Amyloid deposition and functional connectivity in Alzheimer’s disease Amyloid deposition is widely believed to be an early process in AD and by itself does not directly cause clinical symptoms [68]. Pittsburgh compound B (PIB) PET scans have commonly been used as a surrogate for amyloid deposition [69] in recent fMRI AD studies. Recent literature has consistently shown that there is a disruption of functional connectivity (especially, DMN) in subjects with amyloid deposition but no cognitive impairment [43,44,49,70-72]. However, whether these early changes to the functional architecture are a compensatory mechanism to amyloid toxicity or a cause of amyloid deposition needs to be further investigated [73]. 5.

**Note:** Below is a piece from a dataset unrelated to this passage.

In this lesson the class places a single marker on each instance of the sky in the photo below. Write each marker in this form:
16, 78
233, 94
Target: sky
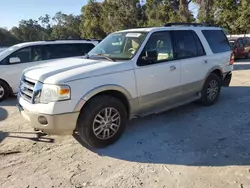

Measuring efficacy of therapeutics At present, AD biomarkers have not yet been validated as surrogate endpoints for regulatory purposes and therefore Carfilzomib cannot be used as the primary indicators of efficacy. However, there is a search for biomarkers that are non-invasive (to use for serial measurements) as well as sensitive (to perform clinical trials with smaller sample sizes). fMRI has always been viewed as a potential candidate since it can capture subtle pharmacodynamic effects on brain connectivity. TF-fMRI is of particular interest since its effect size is 2.4 times better than that of encoding-associated fMRI techniques in distinguishing risk groups and much easier to set up on clinical scanners because no additional specialized hardware or software is needed [66]. A recent study showed that TF-fMRI can detect the effect of symptomatic treatment for moderate AD over 6 months [74].
6. Differential diagnosis of dementias Given that pathology does not always map onto the clinical expression of the disease and has considerable clinical heterogeneity, biomarkers (such as TF-fMRI) that can provide information about the various functional networks may aid in the differential diagnosis of dementia types. Functional deactivation contain [75] and rs-fMRI differences [76] have been shown to be different between subjects with dementia with Lewy bodies and AD.